As applications drive storage system I/O, DataCore’s high-speed caching engine improves virtual disk read performance. The cache also improves write performance, but its flexibility is limited due to the need to destage data to persistent storage. In many environments the need to synchronize write I/O with back-end storage becomes the limiting factor to the performance that can be realized at the application level; hence the purpose of this development.
- Physical head movement across the surface of the rotating disk
- RAID-5 reads to calculate parity data
- Write amplification inherent to Flash and SSD devices
Sequential Storage changes the way SANsymphony-V stores data written to the virtual disks by:
- Storing all writes sequentially
- Coalescing writes to reduce the number of I/Os to back-end storage
- Indexing the sequential structure to identify the latest data for any given logical block address
- Directing reads to the latest data for a block using this index
- Compacting data by copying it and removing blocks that have been rewritten
Now the part everyone is waiting for – the performance numbers. There are three main states to consider from a performance perspective:
- Base – the underlying level of performance that can be achieved with a 100% random write workload, without Sequential Storage enabled.
- Maximum – the performance that can be achieved with a 100% random write workload, with Sequential Storage enabled but without compaction active.

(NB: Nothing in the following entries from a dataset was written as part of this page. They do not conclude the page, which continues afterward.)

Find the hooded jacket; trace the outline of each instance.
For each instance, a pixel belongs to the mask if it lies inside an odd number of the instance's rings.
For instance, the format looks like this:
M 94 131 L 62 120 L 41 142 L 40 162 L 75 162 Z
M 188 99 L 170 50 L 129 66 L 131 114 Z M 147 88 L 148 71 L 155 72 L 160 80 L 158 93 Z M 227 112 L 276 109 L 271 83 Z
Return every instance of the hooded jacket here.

- Sustained – the performance that can be sustained with a 100% random write workload, with Sequential Storage enabled and with compaction active.
| Base I
|Maximum IOPS||Sustained IOPS|
|Linear 20 GB volume, SATA WDC 1 TB drive||327||19,500||11,000|
|Linear 20 GB volume, SSD 840 EVO 250 GB Pool||10,000||62,000||36,000|
|Mirrored 100 GB volume, PERC H-800 RAID-5 Pool||860||67,000||40,000|
The above results highlight 3 key observations:
- Significant acceleration (>30x improvement) of low-cost SATA disks for random write loads is possible. In fact in this particular test with DataCore, the resulting sustained performance of 11,000 IOPS actually exceeded that of a conventional Solid State Disk which ran at 10,000 IOPS.
- The Solid State Disk also displayed improved performance going from 10,000 IOPS to 36,000 IOPS (>3x improvement).
- Write intensive RAID-5 workloads displayed the greatest amount of improvement from 860 IOPS to 40,000 IOPS (>45x improvement).
DataCore’s Sequential Storage capability aims to address a limitation every storage system experiences to some extent. Random writes not only severely impact application performance within mechanical systems such as magnetic disks, they can also drastically reduce the performance and shorten the lifespan of SSD/flash based devices because of the write amplification effects produced from the write I/O pattern (see this publication for more detail). You can expect this feature along with many others in SANsymphony™-V10 PSP1 due out later this month.